The clip command shows how clipping would alter the dataset:

metadata.clip(bounds = [0, -250, 500, 0])
RasterMetadata:
    Shape: (25, 50)
    Dtype: int16
    NoData: -999
    CRS("NAD83 / UTM zone 11N")
    Transform(dx=10.0, dy=-10.0, left=0.0, top=0.0, crs="NAD83 / UTM zone 11N")
    BoundingBox(left=0.0, bottom=-250.0, right=500.0, top=0.0, crs="NAD83 / UTM zone 11N")

The buffer command shows the effects of buffering the bounding box:

metadata.buffer(3, 'kilometers')
RasterMetadata:
    Shape: (650, 675)
    Dtype: int16
    NoData: -999
    CRS("NAD83 / UTM zone 11N")
    Transform(dx=10.0, dy=-10.0, left=-3000.0, top=3000.0, crs="NAD83 / UTM zone 11N")
    BoundingBox(left=-3000.0, bottom=-3500.0, right=3750.0, top=3000.0, crs="NAD83 / UTM zone 11N")

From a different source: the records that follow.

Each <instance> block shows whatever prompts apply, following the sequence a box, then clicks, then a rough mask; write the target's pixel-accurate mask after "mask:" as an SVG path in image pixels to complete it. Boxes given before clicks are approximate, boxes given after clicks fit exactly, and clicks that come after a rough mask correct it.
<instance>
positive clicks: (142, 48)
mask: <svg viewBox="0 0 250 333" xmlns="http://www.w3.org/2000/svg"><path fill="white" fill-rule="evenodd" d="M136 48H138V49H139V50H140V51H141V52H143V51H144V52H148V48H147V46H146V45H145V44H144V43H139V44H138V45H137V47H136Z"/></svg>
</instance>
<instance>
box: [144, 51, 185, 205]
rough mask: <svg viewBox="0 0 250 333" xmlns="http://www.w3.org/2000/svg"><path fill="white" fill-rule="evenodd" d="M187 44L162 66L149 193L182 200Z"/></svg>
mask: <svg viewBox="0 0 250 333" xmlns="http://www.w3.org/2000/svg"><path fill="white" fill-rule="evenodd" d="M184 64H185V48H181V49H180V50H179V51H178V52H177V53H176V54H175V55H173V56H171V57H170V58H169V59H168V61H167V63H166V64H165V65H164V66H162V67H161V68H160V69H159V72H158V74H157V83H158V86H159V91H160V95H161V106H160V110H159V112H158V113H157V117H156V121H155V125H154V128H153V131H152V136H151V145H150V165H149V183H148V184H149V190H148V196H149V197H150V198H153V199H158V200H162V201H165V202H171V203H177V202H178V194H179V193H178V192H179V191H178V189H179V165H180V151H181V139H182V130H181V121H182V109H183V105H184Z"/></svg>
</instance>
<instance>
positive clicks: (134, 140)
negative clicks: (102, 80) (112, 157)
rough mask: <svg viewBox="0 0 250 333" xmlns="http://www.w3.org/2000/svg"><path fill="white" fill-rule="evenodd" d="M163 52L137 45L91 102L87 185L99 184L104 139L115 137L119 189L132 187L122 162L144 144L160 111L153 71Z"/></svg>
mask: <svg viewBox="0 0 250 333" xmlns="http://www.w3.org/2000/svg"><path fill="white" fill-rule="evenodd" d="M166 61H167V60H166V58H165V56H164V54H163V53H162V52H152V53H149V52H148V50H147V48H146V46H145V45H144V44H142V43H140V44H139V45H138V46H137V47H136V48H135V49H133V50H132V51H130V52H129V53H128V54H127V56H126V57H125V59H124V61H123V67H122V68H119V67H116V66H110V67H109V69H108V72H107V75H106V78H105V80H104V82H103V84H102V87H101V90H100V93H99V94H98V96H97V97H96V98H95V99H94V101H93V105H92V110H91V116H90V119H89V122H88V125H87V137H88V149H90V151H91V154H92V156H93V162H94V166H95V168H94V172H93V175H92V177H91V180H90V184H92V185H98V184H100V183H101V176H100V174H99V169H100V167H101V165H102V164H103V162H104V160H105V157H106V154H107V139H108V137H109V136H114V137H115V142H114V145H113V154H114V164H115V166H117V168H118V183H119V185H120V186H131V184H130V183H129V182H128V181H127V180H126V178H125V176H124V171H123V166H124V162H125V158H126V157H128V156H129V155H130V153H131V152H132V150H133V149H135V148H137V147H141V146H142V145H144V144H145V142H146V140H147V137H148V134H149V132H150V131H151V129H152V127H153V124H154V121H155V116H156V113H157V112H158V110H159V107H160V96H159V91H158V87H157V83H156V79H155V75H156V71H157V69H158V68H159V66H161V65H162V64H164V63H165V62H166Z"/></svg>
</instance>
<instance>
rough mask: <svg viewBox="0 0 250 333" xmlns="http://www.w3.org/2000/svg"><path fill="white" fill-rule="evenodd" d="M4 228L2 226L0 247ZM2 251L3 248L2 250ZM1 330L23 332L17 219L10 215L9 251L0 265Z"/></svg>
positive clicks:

and fill returns metadata lacking a NoData value:

metadata.fill()
RasterMetadata:
    Shape: (50, 75)
    Dtype: int16
    NoData: None
    CRS("NAD83 / UTM zone 11N")
    Transform(dx=10.0, dy=-10.0, left=0.0, top=0.0, crs="NAD83 / UTM zone 11N")
    BoundingBox(left=0.0, bottom=-500.0, right=750.0, top=0.0, crs="NAD83 / UTM zone 11N")

Conclusion

In this tutorial, we introduced the RasterMetadata class and some of its key commands. This included:

  • metadata properties,

  • factory methods,

  • how to obtain a metadata object from a raster object, and

  • preprocessing methods.

We note that this tutorial is only introduction, so the RasterMetadata class includes more advanced commands not explored here. Please read the API for a complete guide to the class.